Similarly, Yedioth Ahronoth emphasizes that the ruling does not spell out the end of the peace process.

“Israel is not closing the door on the return to negotiations with the Palestinians, but is creating a red line according to which it will not negotiate with the Palestinians in the event they form a government of experts backed by Hamas,” the paper writes.

Yedioth quotes Livni as saying to the daily, “I will not negotiate with a terror organization that harms Israeli citizens. The ball is now in the Palestinians’ court. If they come to their senses, we’ll return to negotiations. I have opposed any negotiations with Hamas in the past, and I will not change my mind for political interests.”

The paper also reports that the sanctions Israel is set to impose on the Palestinian Authority — announced after the cabinet meeting Thursday — are the very same ones introduced two weeks ago. These include freezing tax funds to cover the Palestinian debt to the Israel Electric Corporation and to hospitals, halting joint Israel-PA projects, and preventing PA banks from depositing money in Israeli banks.

“The decision to halt the Palestinian funds is theft, which the international community must stop,” chief Palestinian negotiator Saeb Erekat said in response.

In addition, the cabinet decided to launch an international PR campaign against the Fatah-Hamas connection, the paper writes.

Haaretz highlights the Israeli disappointment with the US’s “feeble response” to the unity deal.

“We expect an American statement that is more firm and resolute,” an unnamed senior official said. “The Americans need to clarify to Abbas that enough is enough — that he simply cannot join up with Hamas. We cannot accept that the US discusses the politics of a unity government that is to be formed, but ignores the fact that this is a pact with Hamas.”
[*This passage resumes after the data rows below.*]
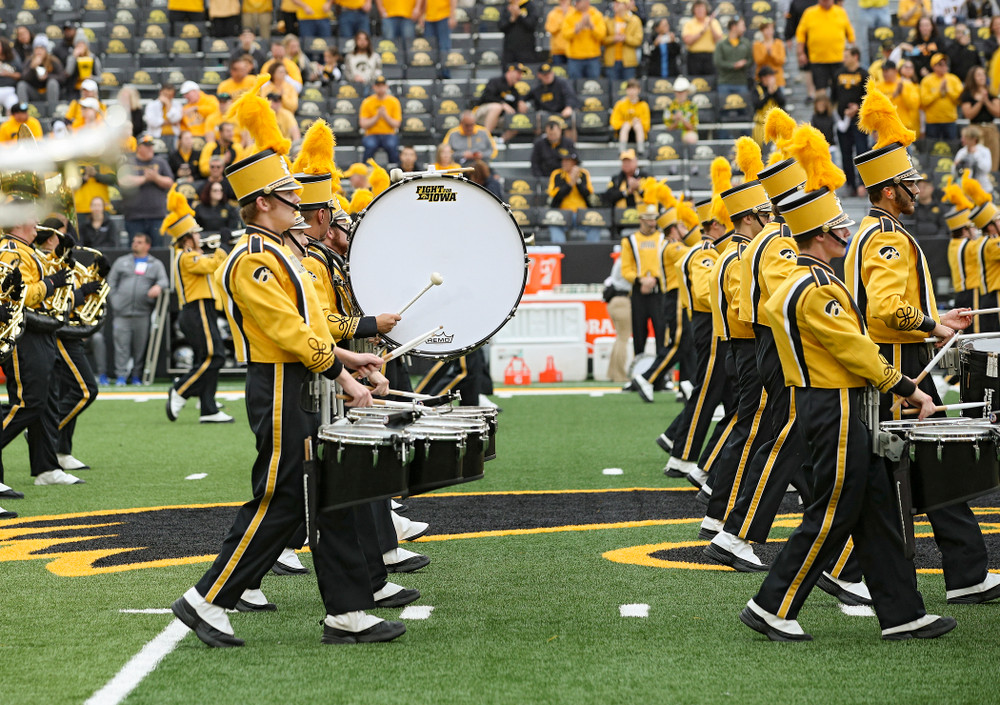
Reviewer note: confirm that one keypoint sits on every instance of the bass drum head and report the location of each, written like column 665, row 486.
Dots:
column 446, row 225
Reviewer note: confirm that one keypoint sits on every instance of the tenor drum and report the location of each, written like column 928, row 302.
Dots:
column 952, row 464
column 451, row 226
column 978, row 363
column 438, row 457
column 362, row 464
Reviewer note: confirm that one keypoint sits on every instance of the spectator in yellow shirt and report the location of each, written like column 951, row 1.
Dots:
column 241, row 78
column 380, row 117
column 553, row 25
column 630, row 118
column 821, row 37
column 700, row 35
column 19, row 116
column 939, row 95
column 622, row 40
column 584, row 29
column 197, row 108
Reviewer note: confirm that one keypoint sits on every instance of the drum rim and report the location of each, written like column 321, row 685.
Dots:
column 524, row 277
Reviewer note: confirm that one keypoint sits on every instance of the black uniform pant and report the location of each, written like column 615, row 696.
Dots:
column 673, row 314
column 853, row 498
column 29, row 379
column 265, row 525
column 74, row 388
column 956, row 530
column 744, row 440
column 647, row 307
column 198, row 323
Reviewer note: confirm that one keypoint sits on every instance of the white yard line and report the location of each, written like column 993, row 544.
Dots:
column 140, row 665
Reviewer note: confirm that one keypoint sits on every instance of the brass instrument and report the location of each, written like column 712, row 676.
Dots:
column 10, row 331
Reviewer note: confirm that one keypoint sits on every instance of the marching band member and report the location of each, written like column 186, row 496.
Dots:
column 29, row 369
column 283, row 337
column 750, row 210
column 887, row 275
column 827, row 359
column 193, row 271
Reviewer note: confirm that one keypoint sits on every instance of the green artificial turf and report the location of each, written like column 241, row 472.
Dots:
column 517, row 619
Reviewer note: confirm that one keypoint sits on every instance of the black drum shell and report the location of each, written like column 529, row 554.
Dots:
column 355, row 473
column 957, row 477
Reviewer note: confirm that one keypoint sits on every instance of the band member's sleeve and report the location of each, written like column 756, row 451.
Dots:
column 258, row 279
column 831, row 318
column 887, row 263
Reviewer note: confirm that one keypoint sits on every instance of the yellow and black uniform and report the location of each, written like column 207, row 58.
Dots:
column 642, row 256
column 29, row 368
column 887, row 275
column 196, row 294
column 827, row 359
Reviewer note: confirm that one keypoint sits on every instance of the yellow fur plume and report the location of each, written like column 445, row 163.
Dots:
column 974, row 190
column 878, row 114
column 254, row 115
column 316, row 155
column 360, row 200
column 722, row 175
column 648, row 186
column 954, row 194
column 810, row 149
column 177, row 208
column 748, row 158
column 379, row 178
In an analysis for the paper, correspondent Barak Ravid described both Secretary of State John Kerry and Prime Minister Benjamin Netanyahu as being “caught off guard” by the Palestinian unity pact.

“While Kerry was fuming over the Palestinian move, the mood at the Prime Minister’s Office in Jerusalem was of fury mixed with panic, fused with a hunger for revenge. Yet Netanyahu quickly realized that the developing crisis called for caution and refrained from making any irreversible decisions that would officially nix any chances of a return to the negotiating table,” writes Ravid.
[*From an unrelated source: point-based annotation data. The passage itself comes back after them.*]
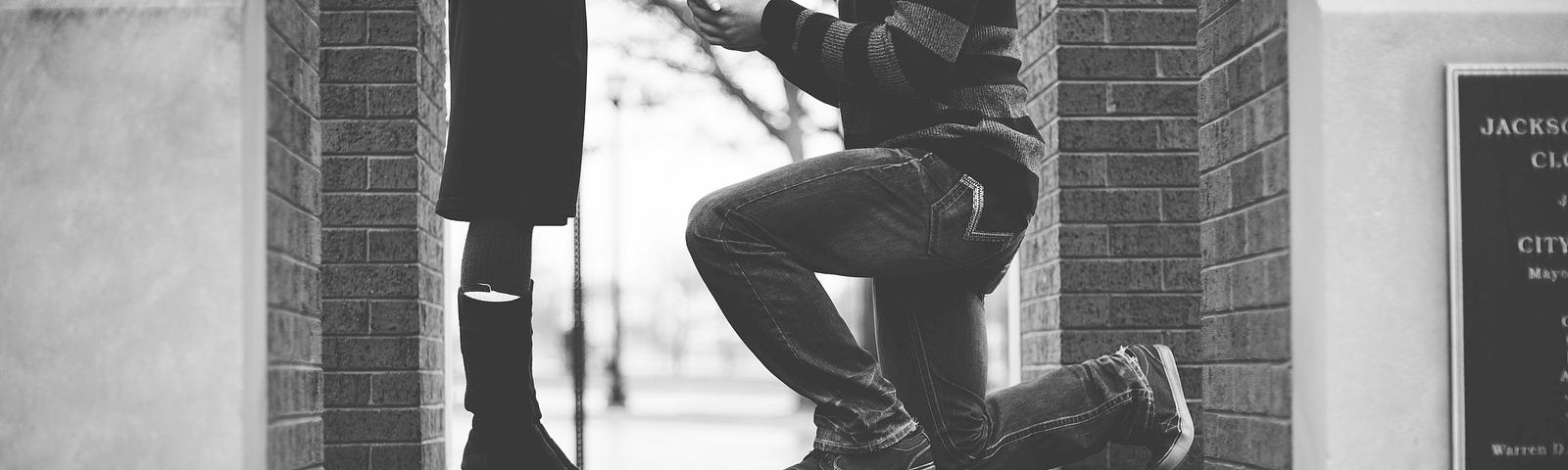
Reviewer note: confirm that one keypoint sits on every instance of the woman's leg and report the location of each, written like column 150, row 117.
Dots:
column 494, row 321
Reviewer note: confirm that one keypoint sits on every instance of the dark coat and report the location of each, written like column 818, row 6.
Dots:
column 517, row 90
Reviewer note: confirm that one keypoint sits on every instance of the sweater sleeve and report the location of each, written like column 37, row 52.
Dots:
column 808, row 78
column 909, row 54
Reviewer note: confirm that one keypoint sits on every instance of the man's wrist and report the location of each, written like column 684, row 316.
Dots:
column 778, row 24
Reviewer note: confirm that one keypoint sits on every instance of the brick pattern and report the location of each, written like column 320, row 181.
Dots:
column 1039, row 258
column 1243, row 149
column 383, row 129
column 294, row 237
column 1113, row 251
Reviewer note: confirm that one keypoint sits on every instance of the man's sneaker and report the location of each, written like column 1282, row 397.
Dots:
column 911, row 453
column 1168, row 433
This caution manifests itself in holding off from making any dramatic moves, such as renewed settlement construction that could backfire, Ravid argues.

“Israel’s current objective is to drive its point home to Abbas: The price of actualizing the agreement with Hamas will far outstrip its benefits,” he comments.

In a column for the paper, Amira Hass describes the logistical “headache” that Fatah and Hamas will likely encounter in attempting to forge a unity government, such as the geographic distance between the Gaza Strip and the West Bank; the bureaucratic difficulties, including the receiving of travel permits between the two areas from both Israel and Hamas; and the judicial and legislative infrastructure adopted in Gaza since 2006.

“Assuming that, despite the risks, there are elections and a parliament is elected, it will receive a difficult inheritance from the half-immobilized parliament: dozens of laws approved by Hamas through their legislative council (which has continued to meet); and presidential decrees in the West Bank, in effect as law, that Mahmoud Abbas has signed.”

Hass continues: “No one is discussing these headaches yet — at least, not publicly. If and when the first five-week bridge has been crossed, we will start hearing about them.”